MemoryGraph provides memory tools, but your AI assistant won't use them automatically. You need to configure memory directives to encourage storage and retrieval.

Why Configuration Is Needed

MemoryGraph is an MCP tool provider, not an autonomous agent. This means:

  • Your AI needs to be prompted to use memory tools
  • You control what gets stored - nothing is saved without instruction
  • Configuration is key for consistent behavior

Quick Setup

Add this to your ~/.claude/CLAUDE.md (or AGENTS.md for other tools):

## Memory Protocol

### REQUIRED: Before Starting Work
You MUST use `recall_memories` before any task. Query by project, tech, or task type.

### REQUIRED: Automatic Storage Triggers
Store memories on ANY of:
- **Git commit** β†’ what was fixed/added
- **Bug fix** β†’ problem + solution
- **Version release** β†’ summarize changes
- **Architecture decision** β†’ choice + rationale
- **Pattern discovered** β†’ reusable approach

### Timing Mode (default: on-commit)
`memory_mode: immediate | on-commit | session-end`

### Memory Fields
- **Type**: solution | problem | error | fix | code_pattern | workflow | task | project | technology | command | file_context | general
- **Title**: Specific, searchable (not generic)
- **Content**: Accomplishment, decisions, patterns
- **Tags**: project, tech, category (REQUIRED)
- **Importance**: 0.8+ critical, 0.5-0.7 standard, 0.3-0.4 minor
- **Relationships**: Link related memories when they exist

Do NOT wait to be asked. Memory storage is automatic.

Trigger Phrases

Your AI responds well to explicit memory requests:

For Storing

  • "Store this for later..."
  • "Remember that..."
  • "Save this pattern..."
  • "Record this decision..."
  • "Create a memory about..."

For Recalling

  • "What do you remember about...?"
  • "Have we solved this before?"
  • "Recall any patterns for..."
  • "What did we decide about...?"

For Session Management

  • "Summarize and store what we accomplished today"
  • "Store a summary of this session"
  • "Catch me up on this project"

Memory Types

Choose the right type for better organization:

Type Use For Example
solution Working fixes "Fixed N+1 query with eager loading"
problem Issues encountered "Database deadlock under high concurrency"
error Specific errors "ImportError: module not found"
fix Error resolutions "Added missing import statement"
code_pattern Reusable patterns "Repository pattern for database access"
workflow Process documentation "Deploy to staging before production"
task Work completed "Implemented user authentication"
project Project-level context "E-commerce platform with microservices"
technology Tech stack info "Using Redis for session caching"
command CLI commands "docker-compose up -d --build"
file_context File-specific notes "config.py contains all env vars"
general General notes "Team standup at 9am daily"

Tagging Best Practices

Tags are critical for reliable retrieval.
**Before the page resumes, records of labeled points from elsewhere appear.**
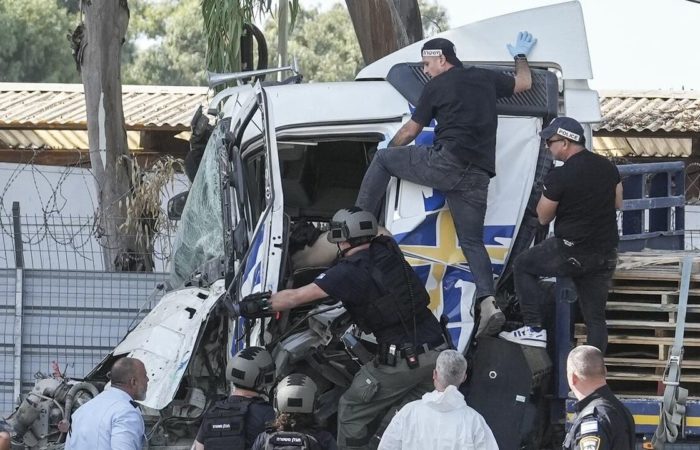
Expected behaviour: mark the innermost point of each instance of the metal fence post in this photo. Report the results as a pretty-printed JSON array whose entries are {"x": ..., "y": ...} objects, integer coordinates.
[{"x": 19, "y": 288}]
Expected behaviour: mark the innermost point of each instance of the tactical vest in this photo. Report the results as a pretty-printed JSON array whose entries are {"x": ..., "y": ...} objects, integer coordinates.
[
  {"x": 291, "y": 440},
  {"x": 224, "y": 424},
  {"x": 587, "y": 413},
  {"x": 403, "y": 297}
]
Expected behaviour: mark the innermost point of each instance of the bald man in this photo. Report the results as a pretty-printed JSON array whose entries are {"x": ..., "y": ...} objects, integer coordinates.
[
  {"x": 602, "y": 422},
  {"x": 112, "y": 420}
]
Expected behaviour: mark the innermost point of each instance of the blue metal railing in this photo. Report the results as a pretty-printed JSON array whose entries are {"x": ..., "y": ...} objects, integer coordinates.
[{"x": 654, "y": 206}]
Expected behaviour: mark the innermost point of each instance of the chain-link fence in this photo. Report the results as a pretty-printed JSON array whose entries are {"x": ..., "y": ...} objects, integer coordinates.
[{"x": 62, "y": 312}]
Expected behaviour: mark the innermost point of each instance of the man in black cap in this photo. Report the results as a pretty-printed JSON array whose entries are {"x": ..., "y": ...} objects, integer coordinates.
[
  {"x": 461, "y": 160},
  {"x": 583, "y": 195}
]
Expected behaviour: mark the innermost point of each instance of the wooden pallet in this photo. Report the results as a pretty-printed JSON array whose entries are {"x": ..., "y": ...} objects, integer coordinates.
[{"x": 641, "y": 316}]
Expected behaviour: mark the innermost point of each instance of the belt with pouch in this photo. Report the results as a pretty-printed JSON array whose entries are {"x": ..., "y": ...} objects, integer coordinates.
[{"x": 389, "y": 356}]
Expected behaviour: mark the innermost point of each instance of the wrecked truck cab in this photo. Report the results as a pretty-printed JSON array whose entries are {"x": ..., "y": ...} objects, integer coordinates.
[{"x": 282, "y": 155}]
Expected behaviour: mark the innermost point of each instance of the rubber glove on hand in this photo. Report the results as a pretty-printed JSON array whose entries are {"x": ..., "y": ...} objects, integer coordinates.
[{"x": 523, "y": 44}]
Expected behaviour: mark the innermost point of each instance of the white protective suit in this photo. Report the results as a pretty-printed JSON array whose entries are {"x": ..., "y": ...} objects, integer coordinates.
[{"x": 439, "y": 421}]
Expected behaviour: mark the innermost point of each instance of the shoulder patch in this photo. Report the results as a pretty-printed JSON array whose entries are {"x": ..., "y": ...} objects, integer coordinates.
[
  {"x": 589, "y": 443},
  {"x": 589, "y": 427}
]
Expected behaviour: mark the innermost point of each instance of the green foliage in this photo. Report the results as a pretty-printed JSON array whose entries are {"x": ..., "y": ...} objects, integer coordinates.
[
  {"x": 223, "y": 26},
  {"x": 434, "y": 17},
  {"x": 324, "y": 43},
  {"x": 174, "y": 53},
  {"x": 35, "y": 47}
]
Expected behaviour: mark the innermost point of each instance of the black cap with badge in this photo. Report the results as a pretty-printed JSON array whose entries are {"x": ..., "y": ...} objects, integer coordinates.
[
  {"x": 441, "y": 46},
  {"x": 565, "y": 127}
]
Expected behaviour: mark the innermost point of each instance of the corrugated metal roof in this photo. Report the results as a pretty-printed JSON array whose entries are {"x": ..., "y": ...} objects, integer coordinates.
[
  {"x": 642, "y": 147},
  {"x": 669, "y": 111},
  {"x": 40, "y": 105},
  {"x": 55, "y": 139}
]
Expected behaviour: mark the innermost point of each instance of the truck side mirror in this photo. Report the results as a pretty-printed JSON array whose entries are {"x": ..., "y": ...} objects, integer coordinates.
[{"x": 176, "y": 205}]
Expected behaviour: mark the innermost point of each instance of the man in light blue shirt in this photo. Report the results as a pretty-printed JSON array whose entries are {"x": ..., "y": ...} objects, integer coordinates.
[{"x": 112, "y": 420}]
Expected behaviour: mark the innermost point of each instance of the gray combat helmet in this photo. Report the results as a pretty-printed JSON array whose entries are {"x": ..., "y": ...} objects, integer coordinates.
[
  {"x": 252, "y": 368},
  {"x": 296, "y": 393},
  {"x": 352, "y": 224}
]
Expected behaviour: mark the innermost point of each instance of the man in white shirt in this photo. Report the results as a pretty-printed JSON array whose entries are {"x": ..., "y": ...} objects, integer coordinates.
[
  {"x": 441, "y": 420},
  {"x": 112, "y": 420}
]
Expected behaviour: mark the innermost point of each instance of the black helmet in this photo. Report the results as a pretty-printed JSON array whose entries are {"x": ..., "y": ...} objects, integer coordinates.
[
  {"x": 296, "y": 393},
  {"x": 252, "y": 368},
  {"x": 352, "y": 224}
]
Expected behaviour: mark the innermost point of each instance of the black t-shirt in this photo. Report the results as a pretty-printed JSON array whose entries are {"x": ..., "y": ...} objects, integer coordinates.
[
  {"x": 325, "y": 440},
  {"x": 463, "y": 102},
  {"x": 610, "y": 425},
  {"x": 256, "y": 420},
  {"x": 352, "y": 284},
  {"x": 585, "y": 189}
]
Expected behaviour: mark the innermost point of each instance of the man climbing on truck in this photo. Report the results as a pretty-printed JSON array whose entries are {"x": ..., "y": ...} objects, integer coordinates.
[{"x": 461, "y": 160}]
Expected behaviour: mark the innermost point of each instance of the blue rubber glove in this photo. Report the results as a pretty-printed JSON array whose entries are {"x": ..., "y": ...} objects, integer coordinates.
[{"x": 523, "y": 44}]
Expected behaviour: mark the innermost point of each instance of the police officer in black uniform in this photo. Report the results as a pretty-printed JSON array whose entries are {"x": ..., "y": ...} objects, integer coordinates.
[
  {"x": 601, "y": 422},
  {"x": 235, "y": 422},
  {"x": 295, "y": 427},
  {"x": 384, "y": 296}
]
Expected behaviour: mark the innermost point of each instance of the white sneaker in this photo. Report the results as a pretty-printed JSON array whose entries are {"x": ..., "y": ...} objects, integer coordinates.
[
  {"x": 491, "y": 318},
  {"x": 526, "y": 336}
]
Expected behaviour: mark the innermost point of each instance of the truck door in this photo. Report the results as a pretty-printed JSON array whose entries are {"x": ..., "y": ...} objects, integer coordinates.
[{"x": 261, "y": 268}]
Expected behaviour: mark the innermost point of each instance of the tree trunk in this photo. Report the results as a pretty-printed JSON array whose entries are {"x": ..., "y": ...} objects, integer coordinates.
[
  {"x": 104, "y": 30},
  {"x": 384, "y": 26}
]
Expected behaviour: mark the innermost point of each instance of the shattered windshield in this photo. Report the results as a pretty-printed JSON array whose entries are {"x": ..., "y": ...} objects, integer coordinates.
[{"x": 200, "y": 231}]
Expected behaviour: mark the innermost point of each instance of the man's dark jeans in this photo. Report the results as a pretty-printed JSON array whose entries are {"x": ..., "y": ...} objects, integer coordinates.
[
  {"x": 591, "y": 273},
  {"x": 465, "y": 188}
]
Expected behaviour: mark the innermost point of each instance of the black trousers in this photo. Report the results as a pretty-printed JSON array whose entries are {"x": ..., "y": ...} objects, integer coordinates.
[{"x": 590, "y": 271}]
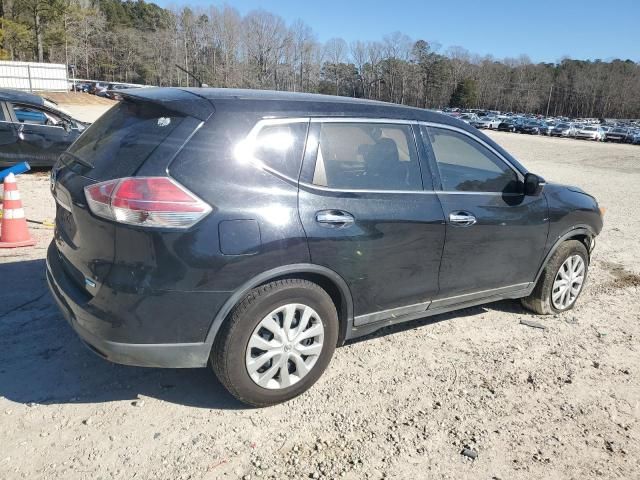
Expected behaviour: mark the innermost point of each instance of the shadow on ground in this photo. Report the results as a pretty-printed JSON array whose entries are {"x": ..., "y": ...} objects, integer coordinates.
[{"x": 43, "y": 361}]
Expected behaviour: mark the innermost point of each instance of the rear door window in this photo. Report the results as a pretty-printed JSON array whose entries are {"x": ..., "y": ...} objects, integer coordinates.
[
  {"x": 466, "y": 165},
  {"x": 367, "y": 156},
  {"x": 130, "y": 133}
]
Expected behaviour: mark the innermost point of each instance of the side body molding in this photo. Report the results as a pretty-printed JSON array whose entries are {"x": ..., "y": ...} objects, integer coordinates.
[{"x": 284, "y": 271}]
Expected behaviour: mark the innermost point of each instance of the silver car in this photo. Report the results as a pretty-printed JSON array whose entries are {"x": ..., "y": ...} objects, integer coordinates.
[
  {"x": 486, "y": 122},
  {"x": 590, "y": 132}
]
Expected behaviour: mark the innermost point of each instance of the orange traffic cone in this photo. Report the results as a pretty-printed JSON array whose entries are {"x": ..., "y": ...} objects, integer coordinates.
[{"x": 14, "y": 232}]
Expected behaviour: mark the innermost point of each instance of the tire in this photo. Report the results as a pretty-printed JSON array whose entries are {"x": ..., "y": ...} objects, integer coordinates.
[
  {"x": 230, "y": 355},
  {"x": 540, "y": 300}
]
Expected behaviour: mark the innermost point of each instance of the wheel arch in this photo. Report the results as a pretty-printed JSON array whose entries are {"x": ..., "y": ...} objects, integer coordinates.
[
  {"x": 326, "y": 278},
  {"x": 582, "y": 233}
]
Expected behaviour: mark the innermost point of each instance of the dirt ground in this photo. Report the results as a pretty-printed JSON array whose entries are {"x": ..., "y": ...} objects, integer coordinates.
[{"x": 561, "y": 403}]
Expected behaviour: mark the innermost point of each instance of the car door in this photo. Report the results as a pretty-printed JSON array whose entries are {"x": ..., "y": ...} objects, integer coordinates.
[
  {"x": 9, "y": 150},
  {"x": 41, "y": 133},
  {"x": 495, "y": 236},
  {"x": 367, "y": 216}
]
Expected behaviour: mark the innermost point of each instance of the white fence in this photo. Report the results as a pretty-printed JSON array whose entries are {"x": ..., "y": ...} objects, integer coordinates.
[{"x": 32, "y": 76}]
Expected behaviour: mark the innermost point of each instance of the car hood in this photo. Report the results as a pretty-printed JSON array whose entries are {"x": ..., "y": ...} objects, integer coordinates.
[{"x": 571, "y": 188}]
Follow these guidelines:

Always Include Acronyms as Tags

Fuzzy search struggles with abbreviations. Including acronyms as tags ensures reliable retrieval via exact match.

Content Tags
DCAD - Dallas County Appraisal District lookup dcad, dallas-county, property
JWT authentication with refresh tokens jwt, auth, tokens
MCRΒ² rate reduction algorithm mcr2, algorithm, compression

Tag Categories

  • Project: Project or repo name
  • Technology: Languages, frameworks, services
  • Domain: Business domain or category
  • Acronyms: All abbreviations mentioned in content

Query Strategies

Choose the right tool for your query type:

Query Type Recommended Tool Example
Conceptual/Natural language recall_memories "how does the auth system work"
Technical term or acronym search_memories with tags tags=["jwt", "oauth"]
Known project context search_memories with tags tags=["my-project"]
Fallback when recall fails search_memories Add tag filters based on domain
Pro Tip: If recall_memories returns nothing relevant, retry with search_memories using tag filters based on the technical domain you're searching in.

Relationship Types

Link related memories with typed relationships. MemoryGraph supports 35 relationship types across 7 categories:

Causal Relationships

# Direct causation
problem --CAUSES--> error
change --TRIGGERS--> bug
misconfiguration --LEADS_TO--> failure
validation --PREVENTS--> invalid_data
bad_merge --BREAKS--> feature

Solution Relationships

# Fixes and improvements
solution --SOLVES--> problem
fix --ADDRESSES--> error
caching --ALTERNATIVE_TO--> database_query
refactor --IMPROVES--> legacy_code

Context Relationships

# Where things apply
bug --OCCURS_IN--> auth_module
pattern --APPLIES_TO--> api_layer
redis --WORKS_WITH--> session_management
feature --REQUIRES--> database_migration
helper --USED_IN--> multiple_services

Knowledge Relationships

# Learning and understanding
new_pattern --BUILDS_ON--> existing_pattern
finding --CONTRADICTS--> assumption
test_result --CONFIRMS--> hypothesis
architecture_pattern --GENERALIZES--> specific_impl
microservice_config --SPECIALIZES--> base_config

Similarity Relationships

# Related concepts
timeout_fix --SIMILAR_TO--> connection_retry
v2_approach --VARIANT_OF--> v1_approach
auth_pattern --RELATED_TO--> security_pattern
graph_algorithm --ANALOGY_TO--> tree_traversal

Lifecycle Relationships

# Sequences and dependencies
deploy --FOLLOWS--> test
service --DEPENDS_ON--> database
auth --ENABLES--> api_access
lock --BLOCKS--> concurrent_write
frontend --PARALLEL_TO--> backend
new_api --REPLACES--> deprecated_api
success --OPPOSITE_OF--> failure

Evaluation Relationships

# What works and what doesn't
caching --EFFECTIVE_FOR--> read_heavy_workload
polling --INEFFECTIVE_FOR--> real_time_updates
websockets --PREFERRED_OVER--> long_polling
old_sdk --DEPRECATED_BY--> new_sdk
approach --VALIDATED_BY--> load_test

Example Workflows

Debugging Workflow

1. Encounter error β†’ Store as type: error
2. Find root cause β†’ Store as type: problem, link: error TRIGGERS problem
3. Implement fix β†’ Store as type: solution, link: solution SOLVES problem
4. Result: Complete chain for future reference

Feature Development Workflow

1. Start: "Recall any patterns for user authentication"
2. Implement: [Work on feature]
3. Store: "Store this authentication pattern" β†’ type: code_pattern
4. Link: pattern APPLIES_TO project
5. End: "Store summary of authentication implementation"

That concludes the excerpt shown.